Government Interests and Concerns
Independent economist Lee Heng Guie said while increased market accessibility and lower tariff barriers would enhance trade, the extent to which the Malaysian government is willing to compromise on its interests in areas such as government procurement, affirmative action policies, state-owned enterprises (SOEs) and investor state dispute settlement remains unclear.
Benefits to the People
Malaysian consumers will see lower prices of goods and services as there will be varied influx in the domestic market, it will also compel companies here to increase the quality of their goods and services while lowering prices, as competition increases. No doubt some companies that are unable to compete in terms of efficiency, quality and productivity, will fold under increase competitive pressure.
TPP Impact on Industries
The sectors that stand to benefit from the TPP agreement are electrical and electronics (E&E), rubber, palm oil, timber and automotive components due to lower tariffs on exports to US.
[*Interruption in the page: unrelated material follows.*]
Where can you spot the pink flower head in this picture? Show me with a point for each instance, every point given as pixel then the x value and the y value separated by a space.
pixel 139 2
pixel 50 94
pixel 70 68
TPP poses a risk to all drug makers based in Malaysia as TPP agreement will extend the exclusivity period of new drugs. Not only will generic drug producers from Malaysia suffer, so too will consumers, as longer patent protection will result in higher drug prices and longer waiting period for cheaper, generic drugs.
Proton, our national car, may also lose their market share due to increased competition posed by carmakers from the US.